By Lyndsie Kiebert
The bands Mattox Farm Productions brings to town usually have a few things in common: they’re normally an Americana-based band, they’re often nationally touring and they always come with a rave review from Mattox Farm founder Robb Talbott.
The same is true for the New York-based roots rockers Driftwood. Talbott described the band’s energy as “absolutely absurd and electric,” adding that when he watched the band perform in the past he couldn’t take his eyes off them.
Local music lovers will have a chance to experience Driftwood at two upcoming shows: March 22 at the Pearl Theater in Bonners Ferry and March 23 at the Heartwood Center in Sandpoint.

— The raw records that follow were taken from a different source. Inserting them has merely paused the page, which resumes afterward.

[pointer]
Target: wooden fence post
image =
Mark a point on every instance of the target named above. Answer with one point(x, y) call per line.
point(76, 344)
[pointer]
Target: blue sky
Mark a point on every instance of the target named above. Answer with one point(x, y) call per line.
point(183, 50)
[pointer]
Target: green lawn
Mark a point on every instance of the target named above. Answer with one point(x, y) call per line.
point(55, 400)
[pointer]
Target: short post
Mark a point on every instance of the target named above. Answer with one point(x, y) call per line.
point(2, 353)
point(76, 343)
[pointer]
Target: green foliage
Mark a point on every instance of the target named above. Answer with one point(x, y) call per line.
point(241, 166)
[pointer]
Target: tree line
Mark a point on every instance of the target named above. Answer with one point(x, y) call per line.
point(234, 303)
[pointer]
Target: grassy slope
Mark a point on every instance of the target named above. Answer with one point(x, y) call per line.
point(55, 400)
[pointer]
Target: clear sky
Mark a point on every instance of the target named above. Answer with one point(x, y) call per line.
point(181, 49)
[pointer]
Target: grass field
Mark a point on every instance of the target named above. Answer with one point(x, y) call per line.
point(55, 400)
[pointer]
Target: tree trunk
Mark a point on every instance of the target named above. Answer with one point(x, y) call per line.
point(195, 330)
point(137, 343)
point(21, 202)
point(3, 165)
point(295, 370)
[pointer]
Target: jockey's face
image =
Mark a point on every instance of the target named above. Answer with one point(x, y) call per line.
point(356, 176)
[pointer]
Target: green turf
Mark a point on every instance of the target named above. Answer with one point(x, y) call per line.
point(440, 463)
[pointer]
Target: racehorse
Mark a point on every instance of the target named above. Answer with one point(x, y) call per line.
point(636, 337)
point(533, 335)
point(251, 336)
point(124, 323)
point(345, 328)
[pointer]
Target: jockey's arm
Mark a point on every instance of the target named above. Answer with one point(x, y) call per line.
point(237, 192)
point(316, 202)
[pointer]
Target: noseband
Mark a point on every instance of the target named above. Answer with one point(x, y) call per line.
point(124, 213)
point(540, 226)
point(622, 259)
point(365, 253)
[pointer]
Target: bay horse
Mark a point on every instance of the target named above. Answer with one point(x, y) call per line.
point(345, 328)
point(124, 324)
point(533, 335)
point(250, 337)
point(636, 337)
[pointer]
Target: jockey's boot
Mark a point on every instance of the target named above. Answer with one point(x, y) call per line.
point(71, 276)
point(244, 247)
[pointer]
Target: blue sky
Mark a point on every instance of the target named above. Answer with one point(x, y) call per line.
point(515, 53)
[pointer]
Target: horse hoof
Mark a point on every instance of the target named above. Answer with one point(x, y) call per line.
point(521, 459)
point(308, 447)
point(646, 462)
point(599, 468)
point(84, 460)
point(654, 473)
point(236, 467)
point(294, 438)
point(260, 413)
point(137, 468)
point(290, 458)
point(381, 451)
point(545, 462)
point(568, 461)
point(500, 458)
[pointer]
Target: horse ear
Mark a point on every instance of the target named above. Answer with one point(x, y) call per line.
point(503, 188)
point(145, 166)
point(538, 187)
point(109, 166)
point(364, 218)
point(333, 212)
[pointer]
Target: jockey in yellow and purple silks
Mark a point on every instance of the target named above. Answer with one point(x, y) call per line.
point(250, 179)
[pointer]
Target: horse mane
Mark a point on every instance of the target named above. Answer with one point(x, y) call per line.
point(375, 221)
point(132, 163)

Driftwood is Dan Forsyth (guitar), Joe Kollar (banjo/guitar), Claire Byrne (violin), Joey Arcuri (stand-up bass) and Will Sigel (drums).
From the outside, Arcuri admitted Driftwood appears to be your average string band, but said he’d describe the band’s sound “a whole conglomerate of styles all combined into one,” bringing together roots, funk, reggae and classical influences to land somewhere amidst the folk rock realm.
Driftwood has also been incorporating more electric elements as of late, all while staying true to their song-driven style.
“Whatever the song needs, the song gets — regardless of genre,” Sigel said.
Driftwood is set to release “Tree of Shade” April 5 — the first album they’ve created with the help of a producer, Simone Felice. “Tree of Shade” showcases a new phase in Driftwood’s sound, where “less is more,” according to Kollar.
“It’s a minimalistic approach, but it’s almost a bigger sound,” he said.
The first single off the upcoming album, “Lay Like You Do,” came to Forsyth in a dream. He woke up and immediately wrote it down — an experience he compared to “plucking an apple off a tree.” The single veers away from the foot-stomping nature of Driftwood’s better-known works and instead delivers a satisfying dose of melancholy. The song’s accompanying music video, directed by Anthony Saladino, is a minimalist production that plays a story of infidelity and revenge in reverse.
“Basically it’s just a snapshot, and that’s kind of what a record is, too. It’s just a snapshot of where those musicians are in time,” Sigel said. “(The video) couples nicely with that.”
The combination of the contemplative songs from “Tree of Shade” alongside barn-burners like “The Sun’s Going Down” and “Fishbowl” create a live show experience that Kollar said can be “heavy and emotional, or be crazy and frenzied.”
“Fans love our albums but they say our live show is where it’s at,” Arcuri said. “We just really have fun and you can see that in our live shows. It’s a big party.”
While Kollar said he loves the songwriting and recording process, he believes the true intent should be to share those creations in a live setting.
“That’s what music’s all about. It’s for playing — it’s for putting into the air and hopefully connecting with someone,” Kollar said. “We take a lot of chances on stage and when they work it’s like magic. It’s about chasing that magic moment.”
Don’t miss the chance to experience those magic moments with Driftwood when the band plays the Panhandle next week. Tickets for both shows are $10 for youth (under 18) and $15 for adults and can be found at www.mattoxfarm.com or at select locations (Evans Brothers and Eichardt’s in Sandpoint, Bonners Books and Mountain Mike’s in Bonner Ferry). Doors open at the Pearl 6 p.m. March 22 and the show begins at 7 p.m. Doors open at 6 p.m. March 23 at the Heartwood Center and the music starts at 7 p.m. Matt Mitchell will open both shows.